PESHAWAR, May 11: A juvenile offender, Qismat Khan, serving 45-year rigorous imprisonment under the Frontier Crimes Regulation (FCR) in Haripur central prison has appealed to President Gen Pervez Musharraf to commute his sentence , said a press release on Tuesday.
He has been in detention for nine years since his arrest on April 20, 1995, by the administration of Khyber Agency. He made his appeal through an NGO, Society for the Protection of the Rights of the Child (Sparc).
Qismat Khan, who was a student in Karachi, his brother Milat Khan and cousin Ali Mohammad were charged under some sections of the Pakistan Penal Code (PPC) read with section 11 of the FCR.

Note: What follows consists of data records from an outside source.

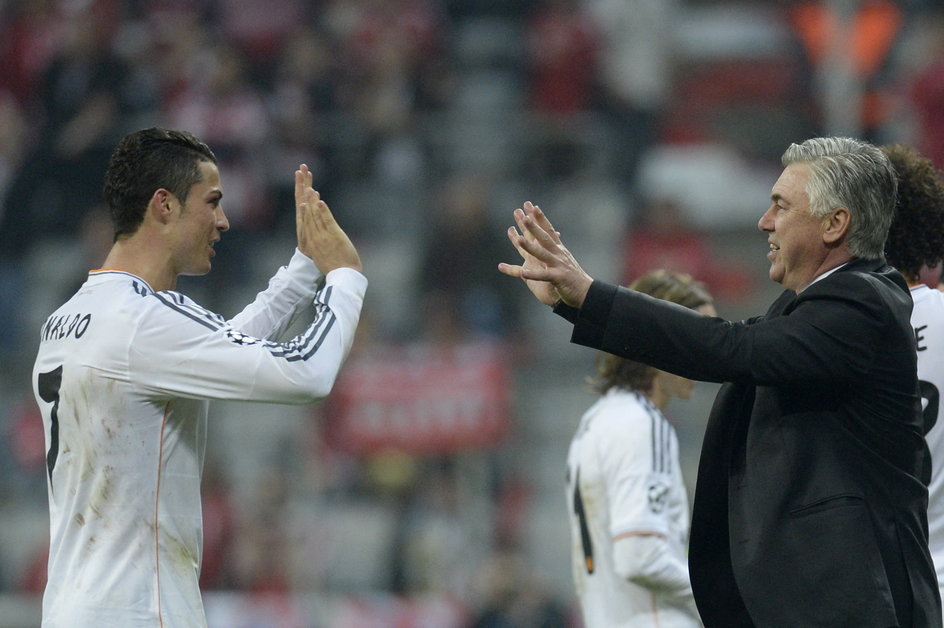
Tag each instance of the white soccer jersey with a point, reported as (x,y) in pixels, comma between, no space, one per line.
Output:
(927,318)
(122,377)
(624,478)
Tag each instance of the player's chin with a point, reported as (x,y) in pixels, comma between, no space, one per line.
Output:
(197,270)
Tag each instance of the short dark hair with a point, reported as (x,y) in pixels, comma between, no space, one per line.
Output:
(916,237)
(145,161)
(614,371)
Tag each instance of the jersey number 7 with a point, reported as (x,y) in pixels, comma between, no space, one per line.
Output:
(48,385)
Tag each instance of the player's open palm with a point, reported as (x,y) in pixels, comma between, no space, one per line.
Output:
(319,235)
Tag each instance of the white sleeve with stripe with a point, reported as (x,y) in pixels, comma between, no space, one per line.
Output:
(289,293)
(207,357)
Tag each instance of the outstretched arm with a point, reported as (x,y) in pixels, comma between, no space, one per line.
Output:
(549,270)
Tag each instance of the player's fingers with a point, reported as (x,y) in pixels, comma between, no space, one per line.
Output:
(542,221)
(532,231)
(511,270)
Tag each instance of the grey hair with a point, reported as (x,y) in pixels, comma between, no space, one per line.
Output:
(850,173)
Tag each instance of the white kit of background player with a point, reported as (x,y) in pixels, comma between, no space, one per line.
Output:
(123,375)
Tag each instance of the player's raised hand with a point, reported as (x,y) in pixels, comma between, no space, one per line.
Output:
(319,235)
(549,270)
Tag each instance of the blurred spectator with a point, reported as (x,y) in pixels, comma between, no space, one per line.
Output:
(457,276)
(662,237)
(562,47)
(512,597)
(866,32)
(79,108)
(28,40)
(258,28)
(302,100)
(637,60)
(13,137)
(394,63)
(226,109)
(927,94)
(433,547)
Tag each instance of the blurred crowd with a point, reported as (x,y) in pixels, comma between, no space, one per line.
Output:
(424,121)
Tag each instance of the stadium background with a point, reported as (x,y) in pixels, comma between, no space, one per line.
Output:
(428,489)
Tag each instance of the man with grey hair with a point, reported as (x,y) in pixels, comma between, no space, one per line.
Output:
(809,506)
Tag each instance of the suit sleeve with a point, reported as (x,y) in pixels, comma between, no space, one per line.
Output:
(832,333)
(183,350)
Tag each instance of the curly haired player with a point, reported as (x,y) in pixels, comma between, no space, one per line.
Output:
(915,244)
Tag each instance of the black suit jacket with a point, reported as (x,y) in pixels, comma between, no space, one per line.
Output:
(809,509)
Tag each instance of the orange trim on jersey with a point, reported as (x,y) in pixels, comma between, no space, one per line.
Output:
(157,527)
(626,535)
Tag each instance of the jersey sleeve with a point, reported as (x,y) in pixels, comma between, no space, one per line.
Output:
(182,350)
(288,295)
(638,463)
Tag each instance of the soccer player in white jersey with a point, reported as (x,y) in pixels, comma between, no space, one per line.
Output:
(625,492)
(914,246)
(126,367)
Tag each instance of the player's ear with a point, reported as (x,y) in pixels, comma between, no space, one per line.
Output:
(836,225)
(161,206)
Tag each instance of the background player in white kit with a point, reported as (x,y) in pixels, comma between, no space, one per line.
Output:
(625,492)
(915,244)
(126,366)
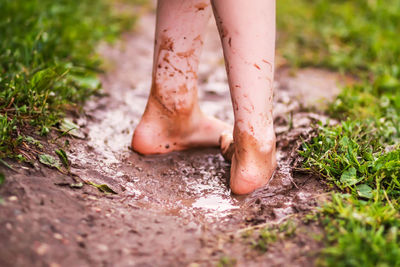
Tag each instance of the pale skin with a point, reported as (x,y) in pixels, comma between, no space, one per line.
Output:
(173,121)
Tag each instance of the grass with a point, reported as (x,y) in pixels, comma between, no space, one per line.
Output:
(361,156)
(47,61)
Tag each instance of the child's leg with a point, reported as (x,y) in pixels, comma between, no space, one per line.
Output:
(247,30)
(172,119)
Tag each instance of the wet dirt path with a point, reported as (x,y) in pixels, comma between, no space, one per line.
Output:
(170,210)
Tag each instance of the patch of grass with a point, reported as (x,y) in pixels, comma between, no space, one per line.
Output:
(364,233)
(361,156)
(47,61)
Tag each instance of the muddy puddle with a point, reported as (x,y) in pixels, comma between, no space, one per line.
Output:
(170,210)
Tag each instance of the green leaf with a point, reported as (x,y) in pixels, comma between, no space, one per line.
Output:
(43,79)
(33,141)
(67,126)
(50,161)
(63,157)
(363,190)
(102,188)
(349,177)
(88,81)
(2,178)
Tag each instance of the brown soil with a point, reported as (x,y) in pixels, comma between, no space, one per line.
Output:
(170,210)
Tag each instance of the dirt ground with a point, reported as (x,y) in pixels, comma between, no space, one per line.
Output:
(169,210)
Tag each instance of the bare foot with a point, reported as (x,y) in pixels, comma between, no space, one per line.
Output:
(253,161)
(161,132)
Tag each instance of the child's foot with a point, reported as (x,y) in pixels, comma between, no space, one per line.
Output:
(253,161)
(161,132)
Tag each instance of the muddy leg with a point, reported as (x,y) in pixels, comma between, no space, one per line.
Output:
(172,119)
(247,30)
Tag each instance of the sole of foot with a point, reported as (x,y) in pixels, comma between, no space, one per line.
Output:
(158,133)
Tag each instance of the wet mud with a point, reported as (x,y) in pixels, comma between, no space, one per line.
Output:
(170,210)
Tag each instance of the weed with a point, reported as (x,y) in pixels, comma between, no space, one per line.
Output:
(361,156)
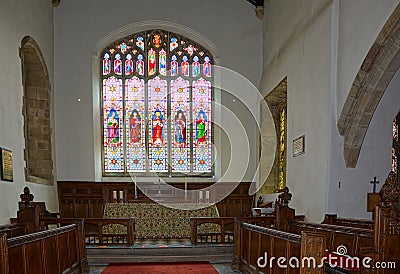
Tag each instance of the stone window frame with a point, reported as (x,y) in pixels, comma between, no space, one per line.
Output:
(30,49)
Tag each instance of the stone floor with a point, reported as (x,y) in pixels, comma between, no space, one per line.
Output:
(222,268)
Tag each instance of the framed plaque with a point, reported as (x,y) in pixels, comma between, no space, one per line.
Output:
(298,146)
(6,165)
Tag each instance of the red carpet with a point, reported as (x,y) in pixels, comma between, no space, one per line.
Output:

The press release said that he was only 15 at the time of his arrest. His appeal to the high court had been dismissed on the plea that under the Constitution, the superior courts could not exercise any jurisdiction in tribal areas.
Sparc's provincial coordinator Arshad Mehmood, said that his organization was campaigning for the extension of Juvenile Justice System Ordinance, 2000, to Fata and Pata.
He said that the FCR was a black law, which should be abolished, but successive governments had been unable to do away with it owing to their vested interests. Qismat Khan, who had spent the useful part of his life in prison, is a challenge and an eye-opener for the society specially the superior judiciary, human rights groups and policy- makers, he said.
Coordinator Arshad Mehmood appealed to President Musharraf to look into the case of Qismat Khan and provide him justice.